Depremin birinci ayında Alman Haber Ajansı’na (dpa) konuşan Greenpeace Türkiye’nin bir sözcüsü, “Ortaya çıkan inşaat ve yıkıntı enkazındaki bazı malzemeler dogaya ve insan sağlığına zarar verebilecek maddeler içeriyor. Bunlardan biri de asbest” dedi. Kanserojen bir madde olduğu bilinen asbest, Türkiye’de 31 Aralık 2010’da yürürlüğe giren yönetmelikle yasaklanana kadar binaların izolasyonunda kullanılıyordu. Greenpeace Türkiye, asbestli yapıların dağılmasının güvenlik için büyük önem taşıdığını kaydetti. Örgüt, kontrolsüz şekilde yayılması halinde asbestin bölgedeki insanların, kurtarma ve enkaz kaldırma ekiplerinin kansere yakalanma riskini artıracağını belirtti. Örgüt, ayrıca enkaz kaldırma nedeniyle oluşan yoğun tozun da bilhassa akciğer kanseri, bronşit ve astım hastaları için zaten var olan riski daha da artırdığı uyarısında bulundu.
ÇMO: 104 MİLYONDAN FAZLA İNŞAAT VE YIKINTI ATIĞI OLUŞTU
Türk Mühendis ve Mimar Odaları Birliği’ne (TMMOB) bağlı Çevre Mühendisleri Odası (ÇMO) da 6 Şubat depremleri sonrasında bölgede 104 milyon tondan fazla inşaat ve yıkıntı atığı oluştuğunun tahmin edildiğini açıkladı. Atıkların kaynağından ayrı ayrı toplanmasını da tavsiye eden ÇMO, ayrı toplanan atık türlerinin de özelliklerine göre geri kazanım veya bertaraf proseslerine dâhil edilmesi gerektiğini ifade etti.
Depremlerin yaşandığı bölgede kişi başına 8-16 ton inşaat ve yıkıntı atığı oluştuğunu da belirten ÇMO, depremin hemen ardından arabalarda, çadırlarda, ateş başında, sokakta konaklamak zorunda kalan ve akabinde çadır kentlerin oluşmaya başlamasıyla yavaş yavaş buralara taşınan insanların oluşturduğu evsel nitelikli katı atıkların da düzenli biçimde toplanmadığına dikkat çekerek, onların da insan ve çevre sağlığını tehdit eder boyuta ulaştığını aktardı. ÇMO, bunlara, kurulan mobil revirlerde gerçekleştirilen tedavi ve atık hijyenik ped sonucu oluşan tıbbi atıkların da eklendiğini, onların da ayrı toplanarak bertaraf edilmesi gerektiğini de tavsiye etmişti.

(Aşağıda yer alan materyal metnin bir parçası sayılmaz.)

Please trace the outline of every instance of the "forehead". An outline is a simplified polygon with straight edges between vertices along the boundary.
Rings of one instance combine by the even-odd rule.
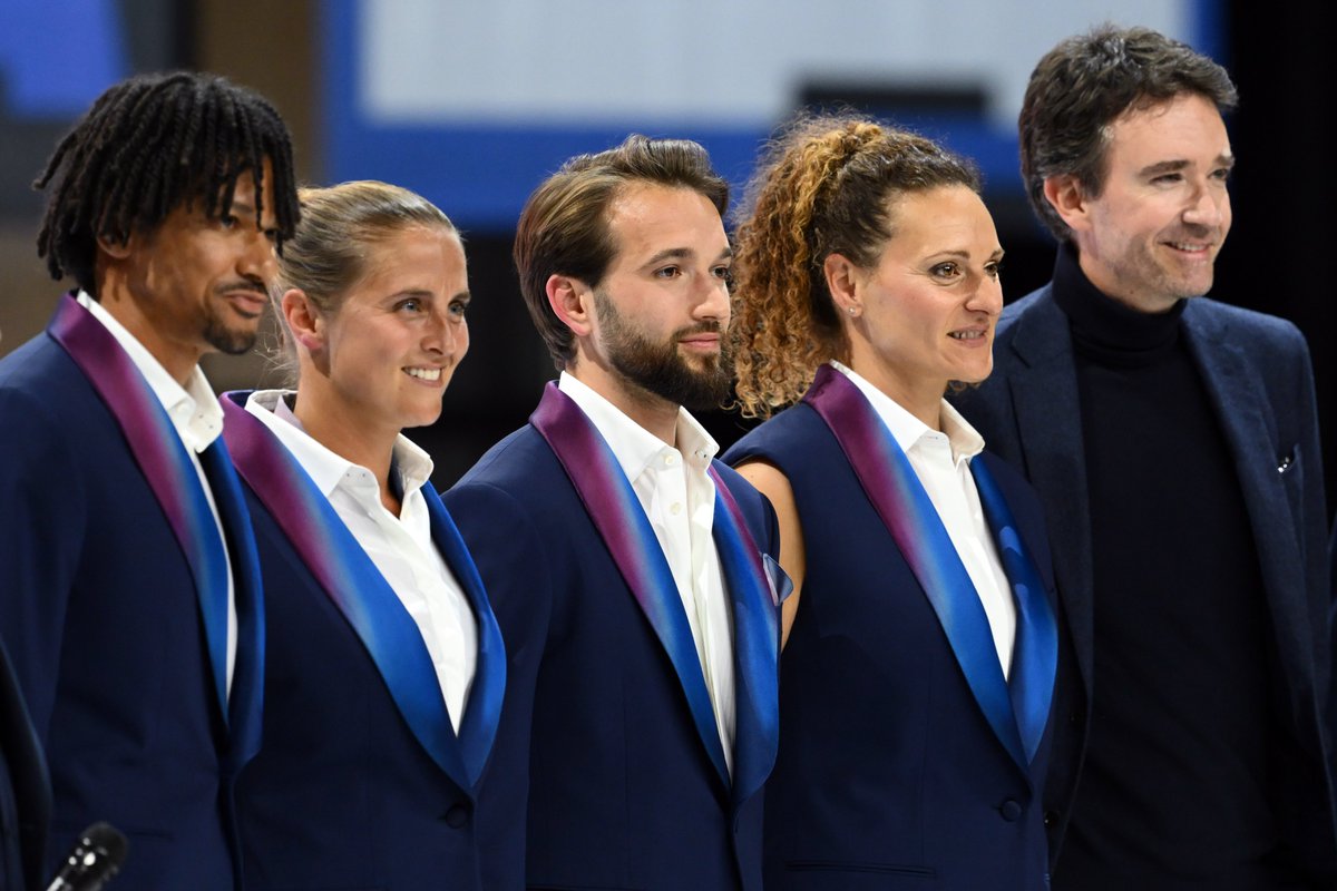
[[[997,250],[999,238],[984,202],[967,186],[940,186],[893,199],[889,250],[904,252]]]
[[[1107,140],[1111,164],[1211,163],[1230,156],[1230,136],[1221,112],[1210,99],[1197,94],[1124,112],[1107,128]]]
[[[632,183],[608,204],[615,263],[647,259],[664,250],[691,250],[711,258],[729,248],[719,211],[686,187]]]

ÇMO, yıkılan binalarda bulunan asbestli malzemelerin de diğer atıklardan ayrı toplanarak bertaraf edilmesi gerektiğinin altını çizmişti. ÇMO’ya göre, asbest, kurşun veya zararlı diğer olası maddelerin miktarı ise bilinmiyor.
‘DEPREM BÖLGESİNDE PEK ÇOK MADDE YAKILIYOR’

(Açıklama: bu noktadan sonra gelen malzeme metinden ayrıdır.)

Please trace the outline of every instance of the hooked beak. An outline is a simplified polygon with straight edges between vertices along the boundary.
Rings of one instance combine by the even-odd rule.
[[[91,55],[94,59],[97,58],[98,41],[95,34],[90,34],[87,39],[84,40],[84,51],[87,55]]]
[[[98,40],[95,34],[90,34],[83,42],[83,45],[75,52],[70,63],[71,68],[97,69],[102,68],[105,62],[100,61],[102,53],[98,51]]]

Greenpeace ise halen deprem bölgesinde olan insanların da ısınmak amacıyla bulduğu pek çok maddeyi yaktığına, bunun da havadaki zararlı madde oranını artırabileceğine işaret ederek hükümetin vatandaşın ısınma ihtiyacını elektrikli cihazlarla karşılamasını talep etti. Örgüt, zehirli madde içeren atıkların iklim ve çevreye uygun şekilde enkazdan çıkarılmasını, bu yolla olası yeni felaketlerin de engellenmesi gerektiğini belirtti.
Greenpeace’a göre, enkaz kaldırmayla meydana gelecek olası zararlı madde yayılımının insan sağlığı, tarım ve yeraltı su kaynakları başta olmak üzere büyük zarar neden olacak.